Paraphrases, metaphors, hidden meanings… language is really varied and complex, and that’s the beauty of it! However, this sometimes makes it hard to understand the actual meaning behind the words.
Considering all we just said, we can’t really expect software to do such a great job in capturing the meaning behind words and the sentiment of the response. So humans are still the best at doing this kind of work :) But that means that this type of project requires a good amount of manual work, because reading the comments, identifying the theme and grouping similar responses together are all things that can’t be automated.
So you may be wondering how to analyze open comments and how to make the most of the comprehensive answers given by your respondents. Let’s go through some of our tips and strategies on how to approach this project!
Download our template
Before getting started, download our template "How to analyze open-ended survey responses?". You can find it at this link.
This sheet is meant to allow you to read the comments one by one to identify the theme and mark it in the sheet.
Export your comments
The second thing you need to do is export your responses from Starred. We have a full article on how to export response data that you can check out. You can also download the comments from the comments dashboard in Starred and export the data into a .csv file by clicking on the export icon.
Copy the question and the comments in the sheet
The template works easily: at the top, in the row marked in red, you can copy the question.
Then you’ll see a list of themes: we have added the ones corresponding to our question labels and generally speaking we recommend sticking to them as much as possible because they are also the ones you’ll see in your dashboard, but feel free to add one or two extra themes if you have noticed in your “tests” that there are more recurring themes among your responses.
Then you’ll see a few rows that include Excel formulas to automatically calculate the number of times a certain theme comes up.

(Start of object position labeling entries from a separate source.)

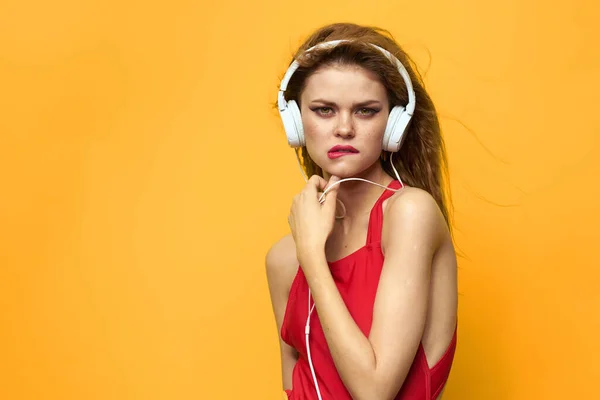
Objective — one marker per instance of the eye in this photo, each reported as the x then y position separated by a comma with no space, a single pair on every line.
367,111
323,110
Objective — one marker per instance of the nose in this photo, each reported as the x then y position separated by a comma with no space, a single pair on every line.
345,126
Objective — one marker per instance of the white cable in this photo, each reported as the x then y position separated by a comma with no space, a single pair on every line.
310,309
321,199
306,333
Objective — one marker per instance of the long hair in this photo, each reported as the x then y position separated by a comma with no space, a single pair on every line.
421,161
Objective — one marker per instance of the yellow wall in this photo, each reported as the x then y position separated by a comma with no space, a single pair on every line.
144,175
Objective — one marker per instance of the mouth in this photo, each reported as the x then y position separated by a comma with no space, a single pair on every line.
340,151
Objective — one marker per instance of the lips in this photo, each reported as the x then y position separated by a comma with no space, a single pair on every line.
340,151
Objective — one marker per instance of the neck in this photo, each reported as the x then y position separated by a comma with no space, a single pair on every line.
359,196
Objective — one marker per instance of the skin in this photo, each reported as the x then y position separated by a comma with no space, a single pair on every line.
417,294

They include:
- Total respondents
- Total respondents who answered P - (P stands for positive, we’ll touch on this in a second.)

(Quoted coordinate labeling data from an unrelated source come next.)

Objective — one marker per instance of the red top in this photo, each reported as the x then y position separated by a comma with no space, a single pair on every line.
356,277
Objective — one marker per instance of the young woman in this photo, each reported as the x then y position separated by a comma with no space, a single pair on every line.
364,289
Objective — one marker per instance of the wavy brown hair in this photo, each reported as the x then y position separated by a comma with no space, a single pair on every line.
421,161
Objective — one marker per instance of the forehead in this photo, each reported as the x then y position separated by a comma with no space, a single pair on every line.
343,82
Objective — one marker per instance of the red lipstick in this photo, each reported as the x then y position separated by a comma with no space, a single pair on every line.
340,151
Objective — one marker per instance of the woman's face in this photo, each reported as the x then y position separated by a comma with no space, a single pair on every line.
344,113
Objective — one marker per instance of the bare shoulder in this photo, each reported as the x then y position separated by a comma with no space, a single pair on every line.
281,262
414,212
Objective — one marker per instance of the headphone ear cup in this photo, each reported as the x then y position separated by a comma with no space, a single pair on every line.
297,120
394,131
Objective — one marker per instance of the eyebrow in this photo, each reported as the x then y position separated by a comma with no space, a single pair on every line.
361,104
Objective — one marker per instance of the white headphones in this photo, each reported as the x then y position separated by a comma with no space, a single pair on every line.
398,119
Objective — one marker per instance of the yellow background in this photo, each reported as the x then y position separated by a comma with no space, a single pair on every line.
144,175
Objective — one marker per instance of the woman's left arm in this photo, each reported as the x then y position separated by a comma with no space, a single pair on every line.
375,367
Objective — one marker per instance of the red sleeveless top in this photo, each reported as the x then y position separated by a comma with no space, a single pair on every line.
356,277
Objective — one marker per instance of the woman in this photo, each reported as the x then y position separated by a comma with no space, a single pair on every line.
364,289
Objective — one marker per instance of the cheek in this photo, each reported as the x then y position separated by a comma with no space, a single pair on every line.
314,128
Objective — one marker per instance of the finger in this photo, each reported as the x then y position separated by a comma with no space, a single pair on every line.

- % respondents who answered P
- Total respondents who answered N - (N stands for negative, we’ll touch on this in a second.)
- % respondents who answered N
These rows will fill in automatically as you go through the responses and assign them to the themes, so you won’t have to add anything manually here. They’ll be super useful when trying to understand what your respondents are saying about you! In fact, they’ll transform words into numbers, responses into themes.
In the rows below that we left blank you’ll be able to copy the comments to the open questions that you exported from Starred:
What are the Ps and the Ns?
They stand for Positive and Negative. As we said before, it’s not just about commenting on a certain aspect of your recruitment process, it’s also about what your respondents say!
A respondent could say
“Communication was great! The recruiters kept me in the loop the whole time, I never felt left in the dark!”
and another one could very well comment
“After our second interview, the recruiter disappeared for 3 weeks and didn’t respond to my emails”.
Both responses are about Communication, but they have very different opinions on it!
In order for you to easily identify the sentiment of the answer, we suggest marking the theme of the questions not by putting an X or a “1” in the dedicated cell, but a P or a N.
When you’re done, you’ll have a good idea of what aspects are mostly commented on and what is being said about them, whether it’s regarded as something positive or negative.
So we really hope this guide has been useful and that it will help you identify areas of improvement and to track your development over time.
If you still are unsure about the process and would like a more visual guide, you can find a short video here.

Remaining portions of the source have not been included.